The response of the Nigerian government and neighboring countries so far has been enemy-centric that is, focusing on killing Boko Haram combatants and degrading their capabilities; unfortunately alienating the populations they are supposed to protect. It is worth mentioning that the enemy-centric approach has been so far productive in Cameroon, for the simple reason that Boko Haram has not shown any interest in controlling territory nor population in that country. Apparently it is well served by ransoms it received from kidnappings in Cameroon and the intelligence it receives from young disaffected Cameroonians, some of whom are joining the group for economic reasons. Hopefully, Cameroon will learn from Nigeria’s mistakes and be mindful of the importance of working for and with the local populations and addressing local grievances and sources of disaffection.

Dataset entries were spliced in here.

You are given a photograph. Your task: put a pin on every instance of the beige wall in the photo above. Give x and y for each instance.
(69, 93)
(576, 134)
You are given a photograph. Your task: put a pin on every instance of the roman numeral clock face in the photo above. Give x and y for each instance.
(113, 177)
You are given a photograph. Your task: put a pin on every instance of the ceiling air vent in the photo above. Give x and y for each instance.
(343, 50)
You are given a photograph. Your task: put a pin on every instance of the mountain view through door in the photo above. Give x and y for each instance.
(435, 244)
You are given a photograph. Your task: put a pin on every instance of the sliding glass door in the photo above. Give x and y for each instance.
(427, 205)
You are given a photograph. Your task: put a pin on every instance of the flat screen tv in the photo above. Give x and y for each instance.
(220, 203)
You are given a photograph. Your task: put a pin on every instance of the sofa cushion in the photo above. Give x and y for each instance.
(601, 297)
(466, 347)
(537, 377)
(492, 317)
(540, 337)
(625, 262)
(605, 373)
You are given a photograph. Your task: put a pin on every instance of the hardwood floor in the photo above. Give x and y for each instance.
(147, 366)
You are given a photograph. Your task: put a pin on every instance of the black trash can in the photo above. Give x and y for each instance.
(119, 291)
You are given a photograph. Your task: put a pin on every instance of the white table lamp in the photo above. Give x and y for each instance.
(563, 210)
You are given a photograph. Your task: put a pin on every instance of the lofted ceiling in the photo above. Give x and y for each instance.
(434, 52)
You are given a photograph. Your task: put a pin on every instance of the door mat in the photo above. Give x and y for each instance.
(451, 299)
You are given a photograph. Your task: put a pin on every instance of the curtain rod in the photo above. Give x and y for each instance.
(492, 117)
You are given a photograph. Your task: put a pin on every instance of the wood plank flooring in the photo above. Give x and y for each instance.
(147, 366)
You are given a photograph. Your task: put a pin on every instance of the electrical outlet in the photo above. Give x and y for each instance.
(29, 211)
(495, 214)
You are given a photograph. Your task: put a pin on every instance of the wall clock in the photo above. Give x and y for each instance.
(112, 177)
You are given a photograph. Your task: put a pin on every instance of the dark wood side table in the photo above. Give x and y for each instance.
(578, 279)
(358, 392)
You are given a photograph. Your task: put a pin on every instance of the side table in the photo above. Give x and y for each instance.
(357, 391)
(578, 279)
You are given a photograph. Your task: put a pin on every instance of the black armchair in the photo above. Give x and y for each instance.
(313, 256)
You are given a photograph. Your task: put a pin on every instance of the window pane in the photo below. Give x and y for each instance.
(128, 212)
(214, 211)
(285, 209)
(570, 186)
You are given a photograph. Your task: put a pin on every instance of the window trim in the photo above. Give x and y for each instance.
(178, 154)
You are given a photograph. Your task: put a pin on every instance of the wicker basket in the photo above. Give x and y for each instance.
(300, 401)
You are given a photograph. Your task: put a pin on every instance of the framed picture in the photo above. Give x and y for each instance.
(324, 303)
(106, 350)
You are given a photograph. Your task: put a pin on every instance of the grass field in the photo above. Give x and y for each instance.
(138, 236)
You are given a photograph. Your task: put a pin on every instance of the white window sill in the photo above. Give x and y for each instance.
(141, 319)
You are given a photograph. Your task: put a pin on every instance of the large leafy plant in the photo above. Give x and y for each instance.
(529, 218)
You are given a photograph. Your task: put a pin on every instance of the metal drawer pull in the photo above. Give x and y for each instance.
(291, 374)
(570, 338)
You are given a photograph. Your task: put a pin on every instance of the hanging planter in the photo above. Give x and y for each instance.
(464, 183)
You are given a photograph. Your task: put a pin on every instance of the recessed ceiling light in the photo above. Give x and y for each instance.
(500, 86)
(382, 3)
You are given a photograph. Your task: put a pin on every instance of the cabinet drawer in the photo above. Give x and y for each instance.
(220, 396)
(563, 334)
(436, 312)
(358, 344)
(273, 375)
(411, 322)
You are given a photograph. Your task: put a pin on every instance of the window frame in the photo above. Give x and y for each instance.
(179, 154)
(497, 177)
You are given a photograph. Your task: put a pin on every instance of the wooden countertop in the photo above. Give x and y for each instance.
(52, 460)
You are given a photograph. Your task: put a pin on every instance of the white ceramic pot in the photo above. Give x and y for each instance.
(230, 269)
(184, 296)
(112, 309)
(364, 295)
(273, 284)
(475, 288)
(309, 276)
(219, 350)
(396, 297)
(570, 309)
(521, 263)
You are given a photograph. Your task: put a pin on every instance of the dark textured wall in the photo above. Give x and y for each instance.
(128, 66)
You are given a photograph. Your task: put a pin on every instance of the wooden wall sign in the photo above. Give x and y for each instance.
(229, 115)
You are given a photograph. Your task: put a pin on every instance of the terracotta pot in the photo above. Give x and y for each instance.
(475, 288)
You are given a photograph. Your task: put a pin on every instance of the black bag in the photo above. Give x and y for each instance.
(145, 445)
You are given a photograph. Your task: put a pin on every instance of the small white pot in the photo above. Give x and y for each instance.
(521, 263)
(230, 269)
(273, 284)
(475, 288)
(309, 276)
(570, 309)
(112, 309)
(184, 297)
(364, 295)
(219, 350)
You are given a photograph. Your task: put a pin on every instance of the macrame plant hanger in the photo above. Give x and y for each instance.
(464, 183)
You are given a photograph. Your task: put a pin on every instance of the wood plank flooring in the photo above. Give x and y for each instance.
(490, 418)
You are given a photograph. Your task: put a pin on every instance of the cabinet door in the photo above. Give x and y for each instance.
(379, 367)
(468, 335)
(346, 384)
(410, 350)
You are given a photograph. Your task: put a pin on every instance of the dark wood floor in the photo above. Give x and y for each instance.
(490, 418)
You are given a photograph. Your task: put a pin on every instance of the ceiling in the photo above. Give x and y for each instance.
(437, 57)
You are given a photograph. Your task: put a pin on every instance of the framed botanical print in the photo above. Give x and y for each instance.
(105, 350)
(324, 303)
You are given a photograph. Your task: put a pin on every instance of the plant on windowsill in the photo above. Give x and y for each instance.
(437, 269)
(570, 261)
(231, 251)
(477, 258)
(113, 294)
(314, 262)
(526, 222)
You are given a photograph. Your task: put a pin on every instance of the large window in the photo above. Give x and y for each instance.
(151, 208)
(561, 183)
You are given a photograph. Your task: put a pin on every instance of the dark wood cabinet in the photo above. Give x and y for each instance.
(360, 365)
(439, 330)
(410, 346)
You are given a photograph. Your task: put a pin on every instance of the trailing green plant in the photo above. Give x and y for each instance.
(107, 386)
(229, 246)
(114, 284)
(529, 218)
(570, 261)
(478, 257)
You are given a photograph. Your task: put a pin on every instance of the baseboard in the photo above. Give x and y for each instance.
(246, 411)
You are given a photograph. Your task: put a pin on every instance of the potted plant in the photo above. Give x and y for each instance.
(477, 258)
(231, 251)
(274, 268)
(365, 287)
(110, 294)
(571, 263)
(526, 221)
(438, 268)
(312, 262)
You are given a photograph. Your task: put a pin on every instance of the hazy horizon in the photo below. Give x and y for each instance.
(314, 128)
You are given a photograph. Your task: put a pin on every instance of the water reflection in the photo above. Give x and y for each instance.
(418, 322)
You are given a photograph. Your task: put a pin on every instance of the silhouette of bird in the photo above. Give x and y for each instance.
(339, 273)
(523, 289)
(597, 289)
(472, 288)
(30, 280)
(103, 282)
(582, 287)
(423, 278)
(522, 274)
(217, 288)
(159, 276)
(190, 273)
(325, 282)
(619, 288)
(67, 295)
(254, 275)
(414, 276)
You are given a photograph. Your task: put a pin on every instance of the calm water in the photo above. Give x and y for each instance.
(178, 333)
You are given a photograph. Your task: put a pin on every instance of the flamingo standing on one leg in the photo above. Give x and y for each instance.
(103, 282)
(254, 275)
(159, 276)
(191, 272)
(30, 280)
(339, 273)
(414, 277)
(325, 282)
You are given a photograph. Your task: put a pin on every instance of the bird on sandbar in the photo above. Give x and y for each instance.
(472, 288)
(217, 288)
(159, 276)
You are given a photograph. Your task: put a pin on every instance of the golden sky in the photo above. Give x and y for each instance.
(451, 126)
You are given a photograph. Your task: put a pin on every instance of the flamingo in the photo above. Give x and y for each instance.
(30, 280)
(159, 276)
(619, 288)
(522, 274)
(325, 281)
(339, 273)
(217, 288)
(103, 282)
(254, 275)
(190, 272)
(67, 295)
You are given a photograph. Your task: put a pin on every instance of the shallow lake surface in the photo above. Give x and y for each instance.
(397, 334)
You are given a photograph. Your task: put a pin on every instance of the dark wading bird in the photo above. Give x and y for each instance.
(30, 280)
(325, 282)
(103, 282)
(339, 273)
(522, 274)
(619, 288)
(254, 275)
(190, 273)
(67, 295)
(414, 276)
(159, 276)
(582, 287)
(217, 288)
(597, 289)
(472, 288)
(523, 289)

Boko Haram will eventually be defeated; unfortunately many people -many girls – will not live to see that day. A lot of innocent blood will be shed and thousands will be displaced and made refugees. It is time for the AU, particularly the African Union Peace and Security Architecture (APSA) to become proactive and more assertive as far as terrorism is concerned, working closely with other regional bodies; strengthen the collaboration of countries in the region; and rebuild the capacity of the Nigerian military. But in strengthening these institutions to defeat Boko Haram, policy-makers should not forget this principle from the field of medicine and now adopted by development practitioners, that is: “Do no harm” to the populations you are trying to protect. “Do no harm” in this case will also mean implementing “population- sensitive security and military operations” that work with and for the populations, protecting them from physical violence, but respecting their rights and guaranteeing their access to basic services (education, health, shelter, etc.). They should do more than winning the hearts and minds, and leverage local resources so that populations have the means (not only the will) to express their gratitude and support for the Nigerian government and other border countries in the fight against violent extremism.